As this blog has reported before, the Centers for Disease Control and Prevention (CDC) reports that the number of firearm homicides in 2010 in the United States was 11,493, while the role of firearms in suicides was nearly twice that rate, or 18,735 persons. All told firearms were linked to 30,228 deaths annually at last count–a fact that Democrats have decided to avoid as they put together their national coalition that includes many center and right of center candidates in the U.S. House of Representatives the U.S. Senate.

Bloomberg’s super PAC picked Pennsylvania race winner

Bloomberg’s PAC also supported Pennsylvania Attorney General Democratic candidate, Kathleen Kane. An ad paid by the super PAC said: “Kathleen Kane: close the [Florida] loophole and keep guns out of the wrong hands. Track stolen guns to choke of supply to criminals. Background checks for all gun sales.” (See the ad here.)

Independence USA, Michael Bloomberg’s new super PAC, ran this issue ad supporting candidate Kathleen Kane prior to the Nov. 6, 2012 election.

Kane, in a rare move for a Democrat running for a state or higher office, publicly came out in favor of legislation favoring firearms control. She said she wanted to close the so-called “Florida loophole,” which lets someone denied a concealed-carry gun permit in Pennsylvania to get one in another state and then transfer that permit to Pennsylvania. Kane went on to win her race handily.

While Kane is a rarity, few if no politicians have the pockets of Bloomberg, an independent who can spend $10 million to $15 million of his own fortune on an issue that has seen no legitimate political discourse at the state or federal level for years, thanks mainly to the work of the NRA, the gun industry lobby.

All told, Bloomberg’s spending was directed at seven races nationally, of which his picks won four races, costing the billionaire roughly $8 million.
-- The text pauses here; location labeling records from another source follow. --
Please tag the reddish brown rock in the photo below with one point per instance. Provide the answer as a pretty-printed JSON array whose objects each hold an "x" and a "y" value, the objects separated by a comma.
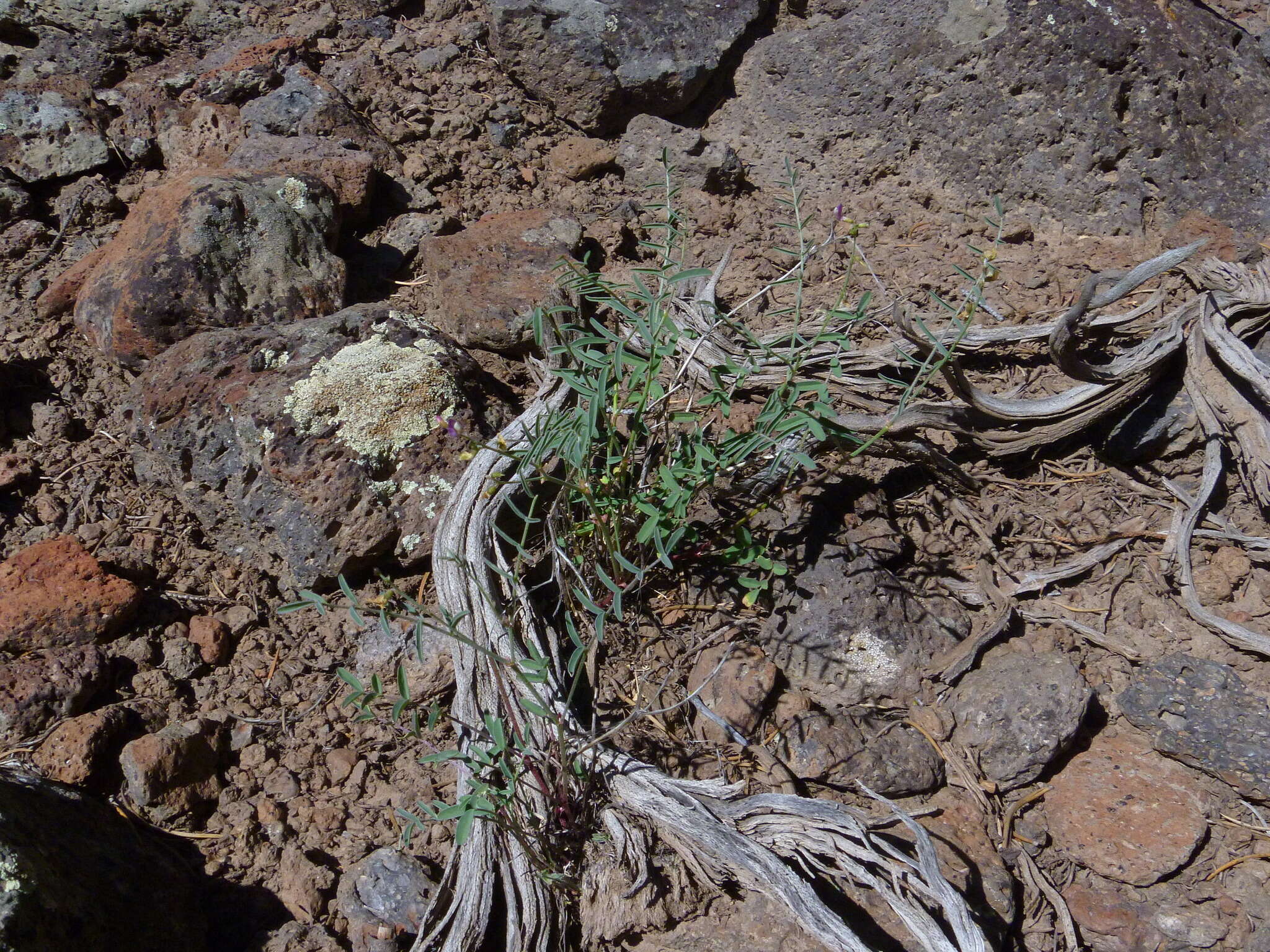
[
  {"x": 42, "y": 687},
  {"x": 487, "y": 280},
  {"x": 1110, "y": 922},
  {"x": 579, "y": 157},
  {"x": 16, "y": 469},
  {"x": 173, "y": 771},
  {"x": 55, "y": 593},
  {"x": 235, "y": 75},
  {"x": 79, "y": 748},
  {"x": 737, "y": 692},
  {"x": 1126, "y": 813},
  {"x": 347, "y": 170},
  {"x": 198, "y": 138},
  {"x": 213, "y": 249},
  {"x": 213, "y": 638}
]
Public health advocates who champion addressing firearms violence in the country likely will be following how Bloomberg’s super PAC will continue to wade into strategic races and confront the silence over firearms violence, which has become the acceptable new normal in political discourse by both major parties.

Leadership likely will remain with big city mayors, who as managers overseeing jurisdictions that carry out day to day criminal justice activities, see all facets of firearms violence most closely. The Brady Center also will continue to lobby for legislative changes to address the proliferation of firearms in the United States, as well.